Он поддерживал знаменитого живописца Симоне Мартини; Петрарке подарил доходы канониката в Пизе и поручил собирать произведения классиков для папской библиотеки. Люди искусства и писатели вспоминают о его заботах и щедрости к ним до сих пор. В Риме Климент VI организовал изучение классических языков — греческого и Цицероновой латыни; в Авиньоне собрал комиссию ученых астрономов, чтобы исправить недостатки юлианского календаря, созданного Цезарем, как-никак, еще в сорок шестом году до христианской эры. Именно он провел блистательный юбилей в Авиньоне в 1350-м году.
Черная смерть, выкосившая треть населения Европы, уничтожила многое, созданное им! Новые люди народились, вернее — наши бабы их нарожали в достатке: Екатерина Сиенская — двадцать пятый ребенок в семье. У Бернабо Миланского только законных пятнадцать детей и куча бастардов. Но люди, увы, не рождаются со знаньем латыни и греческого! Воспитание истинного эрудита — долгий процесс, а его гибель невосстановима!
После Климента VI был Иннокентий VI, Этьен Обер, этого я уже помню. Тоже человек высокой культуры, профессор права, как и вы, мессер! Затем — епископ и кардинал. Он безуспешно пытался навести порядок в Риме, послал туда испанского кардинала Альборноса, и все равно Рим восстал! Кола ди Риенцо был убит самими римлянами, и, собственно, ежели бы не Альборнос, порядка не было бы и доселе!
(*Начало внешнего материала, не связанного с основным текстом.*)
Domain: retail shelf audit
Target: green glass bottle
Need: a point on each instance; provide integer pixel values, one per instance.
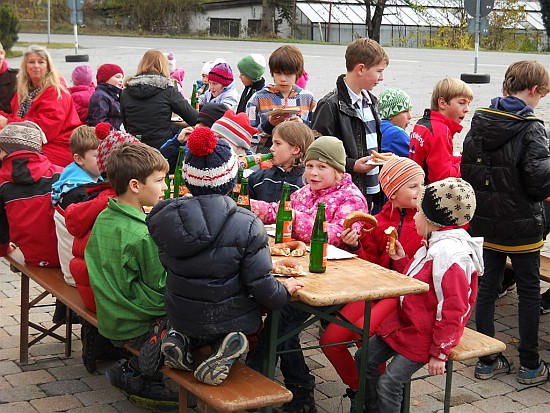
(318, 242)
(244, 199)
(178, 177)
(237, 186)
(283, 225)
(248, 161)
В последние годы при авиньонском дворе нашим послом был великий Джованни Боккаччо. Он умер в том же 1375-м году, когда и я ушел с поста папского секретаря.
Урбан V содержал на свой счет тысячу четыреста студентов, обучавшихся во французских университетах. Его, по приезде в Рим, приветствовали Петрарка и Боккаччо, он принимал византийского императора, Иоанна V Палеолога, и уговорил его перейти в римско-католическую веру. Но римляне все же съели его! В 1370-м году, пятого сентября, потерявши терпение, он уехал назад, во Францию, и в том же году, в октябре, умер в Авиньоне.
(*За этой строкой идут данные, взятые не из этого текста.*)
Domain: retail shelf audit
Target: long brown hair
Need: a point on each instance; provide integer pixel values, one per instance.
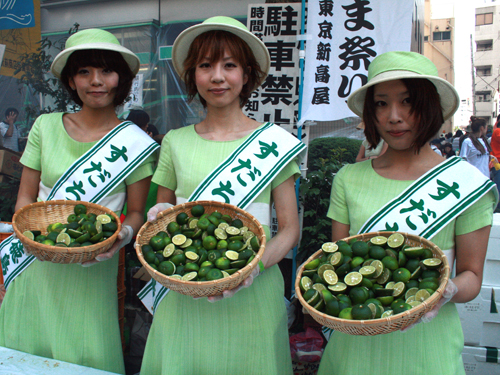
(212, 44)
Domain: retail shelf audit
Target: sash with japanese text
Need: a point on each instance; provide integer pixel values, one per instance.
(91, 178)
(238, 180)
(430, 203)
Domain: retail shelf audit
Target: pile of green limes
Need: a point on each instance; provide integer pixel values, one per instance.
(371, 279)
(202, 247)
(82, 229)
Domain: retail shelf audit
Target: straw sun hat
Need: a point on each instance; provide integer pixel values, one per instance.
(184, 40)
(392, 66)
(93, 39)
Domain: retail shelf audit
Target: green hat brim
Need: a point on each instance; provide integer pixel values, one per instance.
(183, 42)
(60, 60)
(450, 101)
Григорий XI, Пьер Роже де Бофор, племянник Климента VI, тоже был человеком высоких знаний. Он изучал право у нас, в Перудже. Кардиналом его сделал сам Климент VI, еще в семнадцатилетнем возрасте, и я думаю, что подобные ранние приобщения к духовной власти вообще ошибочны. Ранняя власть, если это не власть наследственная, развращает, делает человека нетерпимым.
Как раз в те годы у нас начался разлад с Францией, хотя Григория XI звала переехать в Рим сама Екатерина Сиенская…
— Расскажите мне о ней! — попросил Косса. — То, что слышал я, полно такой божественности, что за нею уже не увидеть живого человека!
— Екатерина Бенинказа — она совсем из простых. Отец делал плуги, вернее лемехи для плугов, тем и жили. Двадцать пятый ребенок в семье, тяжелый труд… Кроме того, семья взяла в дом десятилетнего двоюродного брата-сироту, всю семью которого унесла черная смерть. Впоследствии он стал монахом-доминиканцем и был первым исповедником Екатерины. Мать, рожавшая в год по ребенку, никак не могла понять, как это Екатерина отказывается от замужества. Говорят также, что ей уже в детстве явился улыбающийся Христос, из сердца которого выходил луч света. Но это как раз вы наверняка слышали.
Мать утесняла ее всячески, лишила комнатки для уединений, и девочка научилась «уходить в себя»: не видеть и не слышать окружающих во время молитвы. В конце концов, отец вступился за нее: пусть-де она служит своему небесному жениху, подобного родства у нас никогда не было!